Because language models have shown such a strong performance gain on many NLP task, they are now used in many downstream applications. However, usually there is no distinction made depending on what kind of model is used! If we do not account for the manifold in the GPT-2 embeddings, the embeddings will not be of use in downstream tasks, if they are used as an in-place replacement for BERT, simply because its structure is inherently different. We compared this for other models as well, and just to give you a brief overview of what we mean, we will show the embedding spaces of the first layer from some selected state-of-the-art language models:
As you can see, the embedding spaces are vastly different! If embeddings of these models are interchangeably used, without caring for what is actually represented in the embedding space, unwanted artifacts might arise.
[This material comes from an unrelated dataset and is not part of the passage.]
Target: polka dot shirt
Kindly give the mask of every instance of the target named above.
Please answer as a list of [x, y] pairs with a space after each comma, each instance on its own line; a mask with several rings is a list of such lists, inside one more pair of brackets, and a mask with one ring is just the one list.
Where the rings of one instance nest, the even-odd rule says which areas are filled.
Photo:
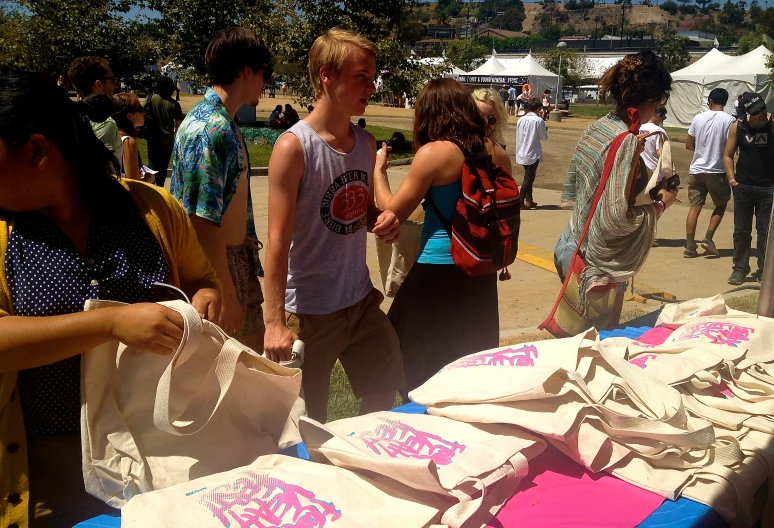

However, it would be incredibly difficult to find their origin, as you cannot easily get an intuition of what is encoded in an embedding without making thorough investigations of the embedding space as we did in this article. We think it is therefore especially important to raise awareness of this fact, and help people investigate what could be encoded in the embeddings, and if it makes sense to use a certain model's embedding in a task, or if it is simply unsuited because of the structure of its embedding space. If your goal is to integrate pretrained embeddings of a language model in a downstream task, you should therefore be aware of potential manifolds and clusters in the embeddings. It is very important to consider which similarity measure is suitable for the model, or choose a model that is suitable for classical measures such as cosine similarity.
To conclude, we presented two very different language models in this blogpost, GPT-2 and BERT. Although from the outside, the models might seem similar, we showed that their embeddings differ significantly in some aspects. We hope that this article facilitated a deeper look into the embedding space of the two models and helped to get a better intuition about what their embeddings encode.